Drawing on government funding and private donations, the staff working on the state-wide helpline will be doubled and call volume data will be monitored to increase efficiency.
WLSQ provides free legal help to Queensland women and their children who experience domestic violence and complex family law matters.
In an evaluation conducted this year, WLSQ found that 95 per cent of calls made to the helpline went unanswered.
“Currently we are only able to help about one in 10 women who seek help through the various programs of the service including our helpline,” said Natalie Davidson, who organises fundraising at WLSQ.
In response, WLSQ has developed a new helpline, which will start in January 2016 with expanded operating hours from 9am to 3pm, Monday to Friday. “That's when the data suggests the majority of women are contacting our service for help,” said Ms Davidson.
When women call the helpline, they will reach two staff members who have been skilled up to make initial assessments.
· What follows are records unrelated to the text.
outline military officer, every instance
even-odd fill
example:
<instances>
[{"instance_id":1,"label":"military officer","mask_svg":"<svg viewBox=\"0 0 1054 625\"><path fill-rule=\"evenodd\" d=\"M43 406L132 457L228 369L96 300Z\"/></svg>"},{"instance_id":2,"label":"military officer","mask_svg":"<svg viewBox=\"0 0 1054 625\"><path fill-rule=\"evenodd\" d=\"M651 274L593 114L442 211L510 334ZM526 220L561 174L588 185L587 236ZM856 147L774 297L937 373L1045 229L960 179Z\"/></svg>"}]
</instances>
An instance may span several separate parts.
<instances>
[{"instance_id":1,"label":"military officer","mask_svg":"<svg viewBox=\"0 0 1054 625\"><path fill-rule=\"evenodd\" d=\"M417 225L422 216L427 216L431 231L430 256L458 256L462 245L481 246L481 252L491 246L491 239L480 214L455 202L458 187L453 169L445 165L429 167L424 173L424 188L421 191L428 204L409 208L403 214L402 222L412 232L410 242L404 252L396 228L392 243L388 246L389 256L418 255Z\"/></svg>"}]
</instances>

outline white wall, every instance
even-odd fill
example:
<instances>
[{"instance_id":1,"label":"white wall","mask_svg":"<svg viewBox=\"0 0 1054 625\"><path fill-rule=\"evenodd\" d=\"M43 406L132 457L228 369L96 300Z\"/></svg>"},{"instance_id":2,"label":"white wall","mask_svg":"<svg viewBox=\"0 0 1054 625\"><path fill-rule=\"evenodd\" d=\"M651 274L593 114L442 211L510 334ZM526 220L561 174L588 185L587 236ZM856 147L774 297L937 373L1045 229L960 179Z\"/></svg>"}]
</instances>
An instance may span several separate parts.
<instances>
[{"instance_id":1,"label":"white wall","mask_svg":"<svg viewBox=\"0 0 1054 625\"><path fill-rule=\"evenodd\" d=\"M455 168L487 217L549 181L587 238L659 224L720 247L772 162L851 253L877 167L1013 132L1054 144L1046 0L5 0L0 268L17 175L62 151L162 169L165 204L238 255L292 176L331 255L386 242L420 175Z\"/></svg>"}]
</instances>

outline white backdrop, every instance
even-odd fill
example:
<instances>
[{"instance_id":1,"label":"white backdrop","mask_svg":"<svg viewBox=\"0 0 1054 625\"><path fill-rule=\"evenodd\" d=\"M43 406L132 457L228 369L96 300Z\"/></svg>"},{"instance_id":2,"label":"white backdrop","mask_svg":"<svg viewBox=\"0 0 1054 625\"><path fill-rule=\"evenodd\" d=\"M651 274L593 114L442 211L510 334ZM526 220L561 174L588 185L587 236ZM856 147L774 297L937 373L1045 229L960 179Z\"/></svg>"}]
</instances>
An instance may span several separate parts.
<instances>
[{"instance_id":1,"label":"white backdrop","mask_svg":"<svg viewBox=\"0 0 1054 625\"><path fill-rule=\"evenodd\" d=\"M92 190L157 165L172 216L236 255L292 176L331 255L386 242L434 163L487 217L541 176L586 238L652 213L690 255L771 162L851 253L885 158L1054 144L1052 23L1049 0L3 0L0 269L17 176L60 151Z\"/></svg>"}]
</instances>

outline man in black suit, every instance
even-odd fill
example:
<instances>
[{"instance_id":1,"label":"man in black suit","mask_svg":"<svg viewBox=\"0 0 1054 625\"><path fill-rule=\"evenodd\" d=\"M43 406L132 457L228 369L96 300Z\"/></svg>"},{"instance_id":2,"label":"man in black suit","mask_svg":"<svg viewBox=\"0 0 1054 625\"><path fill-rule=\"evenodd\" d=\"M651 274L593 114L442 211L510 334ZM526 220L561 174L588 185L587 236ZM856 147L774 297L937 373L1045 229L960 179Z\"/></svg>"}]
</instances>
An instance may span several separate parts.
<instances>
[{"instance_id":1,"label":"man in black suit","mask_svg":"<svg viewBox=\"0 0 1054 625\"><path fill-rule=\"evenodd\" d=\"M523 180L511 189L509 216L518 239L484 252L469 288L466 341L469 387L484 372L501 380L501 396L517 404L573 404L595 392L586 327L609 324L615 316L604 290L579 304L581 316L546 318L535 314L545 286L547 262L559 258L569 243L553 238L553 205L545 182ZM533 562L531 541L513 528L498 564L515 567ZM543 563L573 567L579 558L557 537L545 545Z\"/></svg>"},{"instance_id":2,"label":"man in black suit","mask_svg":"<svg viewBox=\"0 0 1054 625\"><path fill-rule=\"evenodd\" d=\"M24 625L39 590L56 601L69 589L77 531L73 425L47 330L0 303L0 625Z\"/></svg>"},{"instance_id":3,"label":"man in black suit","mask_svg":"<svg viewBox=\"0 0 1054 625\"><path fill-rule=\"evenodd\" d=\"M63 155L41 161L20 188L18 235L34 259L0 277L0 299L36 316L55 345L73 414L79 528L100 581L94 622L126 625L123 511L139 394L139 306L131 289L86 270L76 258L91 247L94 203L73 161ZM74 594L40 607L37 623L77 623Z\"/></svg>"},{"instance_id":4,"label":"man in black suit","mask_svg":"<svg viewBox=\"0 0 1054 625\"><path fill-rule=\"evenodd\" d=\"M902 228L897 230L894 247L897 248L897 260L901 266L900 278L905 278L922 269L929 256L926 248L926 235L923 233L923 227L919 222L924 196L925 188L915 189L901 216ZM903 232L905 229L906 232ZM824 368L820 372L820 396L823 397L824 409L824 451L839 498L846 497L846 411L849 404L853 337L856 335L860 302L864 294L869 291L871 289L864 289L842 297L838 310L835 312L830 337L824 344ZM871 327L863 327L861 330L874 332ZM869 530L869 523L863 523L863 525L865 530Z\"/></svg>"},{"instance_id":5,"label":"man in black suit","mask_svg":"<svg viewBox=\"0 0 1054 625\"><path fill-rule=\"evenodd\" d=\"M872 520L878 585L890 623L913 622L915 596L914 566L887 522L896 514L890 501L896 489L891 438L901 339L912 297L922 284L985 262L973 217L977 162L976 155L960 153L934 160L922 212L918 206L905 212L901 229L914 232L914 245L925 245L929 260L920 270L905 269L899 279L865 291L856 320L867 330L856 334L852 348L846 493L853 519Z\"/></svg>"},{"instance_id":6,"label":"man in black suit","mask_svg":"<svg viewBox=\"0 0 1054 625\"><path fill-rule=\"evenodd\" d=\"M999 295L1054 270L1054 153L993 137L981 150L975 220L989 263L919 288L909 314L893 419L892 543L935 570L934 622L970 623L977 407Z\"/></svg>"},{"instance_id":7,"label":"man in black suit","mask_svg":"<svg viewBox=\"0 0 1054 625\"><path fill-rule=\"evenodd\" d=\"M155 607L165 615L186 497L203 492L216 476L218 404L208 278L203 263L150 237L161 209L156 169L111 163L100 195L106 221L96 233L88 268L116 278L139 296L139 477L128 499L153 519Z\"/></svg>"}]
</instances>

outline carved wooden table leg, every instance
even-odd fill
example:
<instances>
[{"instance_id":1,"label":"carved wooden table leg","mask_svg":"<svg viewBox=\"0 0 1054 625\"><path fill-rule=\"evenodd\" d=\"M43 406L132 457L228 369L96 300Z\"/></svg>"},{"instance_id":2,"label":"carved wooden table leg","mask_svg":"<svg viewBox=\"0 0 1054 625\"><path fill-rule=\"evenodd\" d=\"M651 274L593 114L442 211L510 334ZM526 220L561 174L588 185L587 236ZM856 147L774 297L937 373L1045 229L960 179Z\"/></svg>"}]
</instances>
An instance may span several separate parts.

Clients can then be referred to one of WLSQ’s 140 volunteer family lawyers who can offer advice.
“We estimate that we will be able to answer 700 per cent more calls from women [with the new helpline],” said Ms Davidson. “It will be thousands of women who will actually receive help from Women’s Legal Service, which is very exciting.”
In addition, new technology around the helpline will provide daily data around who has called, the number of missed calls, where people are calling from and the peak demand times.
“So we can really have a better understanding about the unmet need and adjustments that can be made,” explained Ms Davidson.
The helpline will cost $200,000 each year and will be funded by government grants and community fundraisers.
This week WLSQ raised $85,000 through its annual White Ribbon Day fundraiser breakfast at the Supreme Court (pictured). “[This] means we can definitely start the helpline next year,” said Ms Davidson.
The sold-out event was attended by a group of around 450 judges, barristers, top-tier law firms and members of parliament and academics.
“We literally clear out the foyer of level three of the Supreme Court, we transform it into a beautiful events space,” said Ms Davidson. “The event actually sells out two days after the ticket goes on sale.”